I was tired, so tired of this emotional roller coaster. I’d gone from a normal life to an insane existence. One minute I made an ass out of myself as I mauled Just Miles. Or Preston, which was his real name. The refusal from him filled me with shame. Then he took me on a death ride as he drove that motorcycle like a psychotic maniac. Just when I thought it couldn’t get any worse, I discovered how wrong I’d been. I was forced to fly on two gigantic planes. The second flight was humiliating when I woke up to see I had drooled all over Preston’s crotch as I napped. I was forced to endure the jokes from the men surrounding us. Oh, I almost forgot about the anxiety attack and falling flat on my ass afterward.
My lungs filled with fresh mountain air as I drew in a long slow breath. The only bright star in all of this was the mountains that currently surrounded me. I couldn’t live in constant conflict like this. I either had to make some kind of truce with him or walk away. The second option wasn’t realistic. I was miles away from any town or city without a phone to contact anyone. And it was laughable to think Uber would pick me up out here, in the middle of nowhere.
Guess I was going to make friends with Preston. This would be difficult. Yes, I was attracted to him. Who in their right mind wouldn’t be? The man oozed sex appeal. And that kiss he gave me. I’d never had a man make me feel this helpless because he was irresistible. He sent my heart rate into the danger zone. Lust exploded in me when he was near. How could I have these physical responses to him when I was so angry? Because of him, the life I once knew, no longer existed.
The air began to turn chilly when I realized I must’ve been out here a long time. The sky was turning a variety of hues, from bright orange to pink to red as the sun made its way toward the horizon. Not really wanting to face reality, but knowing I must, I unwillingly rose and slowly walked toward the house. Most of the lights were on, giving it a warm and inviting feel. I looked in the Jeep and everything had been unloaded.

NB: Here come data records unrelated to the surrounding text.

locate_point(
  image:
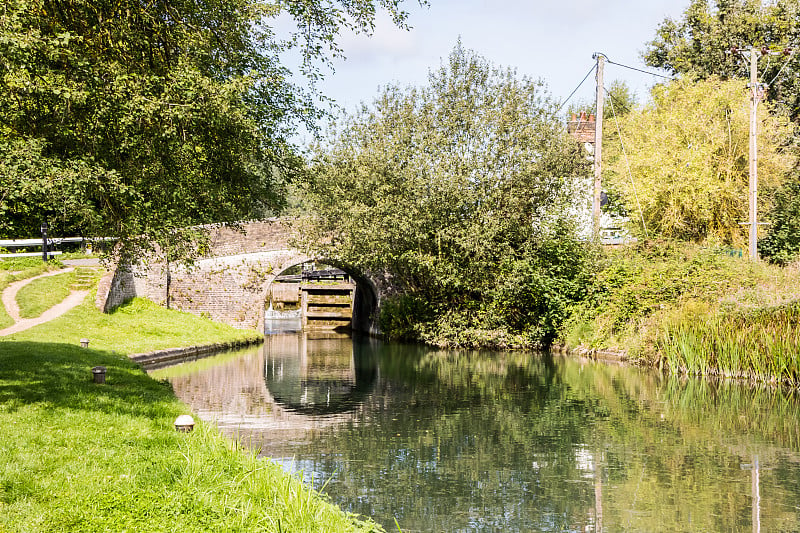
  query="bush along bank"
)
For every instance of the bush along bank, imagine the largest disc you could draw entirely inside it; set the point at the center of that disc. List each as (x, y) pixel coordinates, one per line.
(692, 310)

Maybe I could cook dinner for us. That way I could avoid conversation with him. I marched up to the house with that as my goal. When I walked inside, I gasped. Preston’s cabin was rustically elegant. Warm wood, stacked stone, cushy area rugs, and beautiful paintings welcomed this visitor as she entered. I briefly wondered how he could bear to be away from here. Then the aromas greeted me. It also clued me in that he had beat me to the punch on dinner. I nosed my way around, checking things out as I went. Preston certainly had good taste.

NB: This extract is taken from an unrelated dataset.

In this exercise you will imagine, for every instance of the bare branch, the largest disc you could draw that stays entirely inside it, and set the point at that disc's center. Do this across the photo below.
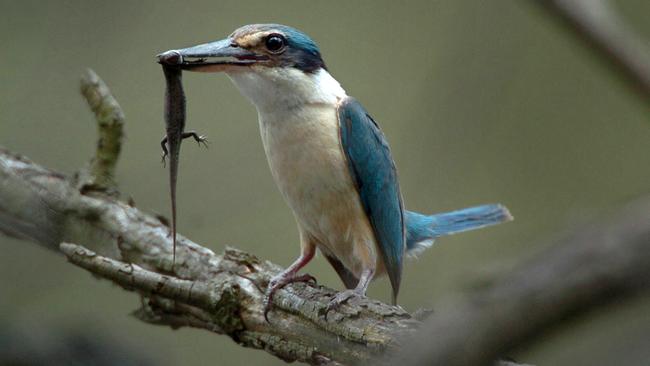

Soft music played in the background, and pans clanged in the distance. I wanted to stay right here, and not face him. I spied a large staircase and thought about going upstairs to avoid the inevitable confrontation. But then my stomach betrayed me and growled. I was starving. I tiptoed my way toward the kitchen, following the sounds coming from there. Preston stood over the stove cooking. I observed him for a few moments and admired the view. Then I cleared my throat.
Without turning, he asked, “Did you enjoy yourself?”
“I did. This place is ...” My voice caught, and I found I couldn’t go on. I cleared my throat again and asked, “How do you ever leave?” I was curious about that.